A mulher riu, zombando.
— Me envergonhar? Você é quem deveria se envergonhar. O dinheiro que me dá não é nada se comparado ao que você gasta mimando seus filhos. Crianças que nasceram em berço de ouro, criadas numa mansão enorme. Crianças que frequentam a escola particular mais cara da cidade e passam as férias luxando fora do país. Basta olhar para o que seu filho se tornou: um playboyzinho idiota que sai por aí fazendo burradas nos shows da própria banda e se autoproclama um astro do rock...
— Lave a sua boca para falar do meu filho — meu pai alertou.
A advertência pareceu tirar a desconhecida do sério.
— Você não passa de um hipócrita! Eu, lavar a boca para falar do seu filho? — vociferou, apontando o dedo para o rosto impassível do meu pai. — Você também tem outro filho!
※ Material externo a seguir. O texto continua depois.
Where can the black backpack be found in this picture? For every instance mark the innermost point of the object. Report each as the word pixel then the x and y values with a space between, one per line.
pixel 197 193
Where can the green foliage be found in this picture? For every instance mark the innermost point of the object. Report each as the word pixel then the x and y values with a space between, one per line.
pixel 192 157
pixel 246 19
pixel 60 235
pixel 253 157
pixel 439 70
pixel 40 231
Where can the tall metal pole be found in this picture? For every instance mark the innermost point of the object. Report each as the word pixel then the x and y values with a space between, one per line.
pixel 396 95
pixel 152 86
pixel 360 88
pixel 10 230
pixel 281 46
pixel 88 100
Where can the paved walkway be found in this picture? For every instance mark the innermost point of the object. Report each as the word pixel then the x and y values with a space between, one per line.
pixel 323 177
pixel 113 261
Mas você ao menos se importa com ele? Não! Ele é só mais uma despesa para a qual você envia um cheque no final do mês!
Sinto o sangue gelar em minhas veias repentinamente. Tento tranquilizar a mim mesmo dizendo que deve haver algo errado, que só posso ter entendido errado, mas toda a minha certeza de um mal entendido cai por terra quando a mulher diante do meu pai se abaixa e se levanta novamente, desta vez com um menino de aproximadamente cinco anos no colo. Não posso ver seu rosto, mas sua cabeça é repleta de cabelos loiros como os do meu pai.
Deixo a pasta escorregar entre meus dedos, atingindo o piso com um baque que faz com que tanto a mulher quanto o meu pai se voltem na minha direção. A feição dela é de total surpresa, ao passo que a dele empalidece de perplexidade.
— Zaden... Filho, há quanto tempo está aí?
A insegurança em sua voz embrulha meu estômago, e sinto que vou vomitar.
— O suficiente — digo, antes de dar as costas e seguir a passos largos em direção às portas abertas do elevador, pelas quais a secretária do meu pai acabara de passar, de volta da sua pausa para o almoço.
Ainda consigo ouvir meu pai chamando o meu nome quando as portas do elevador se fecham.